While reading through the ProbZelus paper, I became aware that there are techniques to do partial exact inference in Bayesian networks, using conjugate priors. This is described e.g. in https://arxiv.org/pdf/1708.07787.pdf, and the algorithm is improved in the ProbZelus paper. I believe that after #177, something similar can be implemented here. Basically, we would need a way to specify a Bayesian network formally, through a monad interface. All the probability distribution functions like normal etc. would then not output a sample of that distribution, but a formal variable that can later be used to condition. This can not quite be implemented as a MonadCond, but a more specialised version (that equates two expressions in the monad instead of conditioning on an arbitrary boolean) would have to be implemented.
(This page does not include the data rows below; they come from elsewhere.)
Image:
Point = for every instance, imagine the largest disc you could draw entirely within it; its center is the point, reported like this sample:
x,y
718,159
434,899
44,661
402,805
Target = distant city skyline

There is some discussion and links to some initial work here: #144, #144 (comment) #144 (comment)

Some pseudocode sketch:

data BayesianNetworkT m a = ...

type VarIndex = Int
data FormalVar = Constant Double | UniformDist VarIndex | NormalDist VarIndex FormalVar FormalVar | (:+: FormalVar FormalVar) | ...

newVar :: BayesianNetworkT m FormalVar

instance MonadSample (BayesianNetworkT m) where
  type Real = FormalVar

  random = newVar

observe :: BayesianNetworkT m FormalVar -> FormalVar -> BayesianNetworkT m ()

The observe function would have to condition on the conjugate priors and output a simplified network.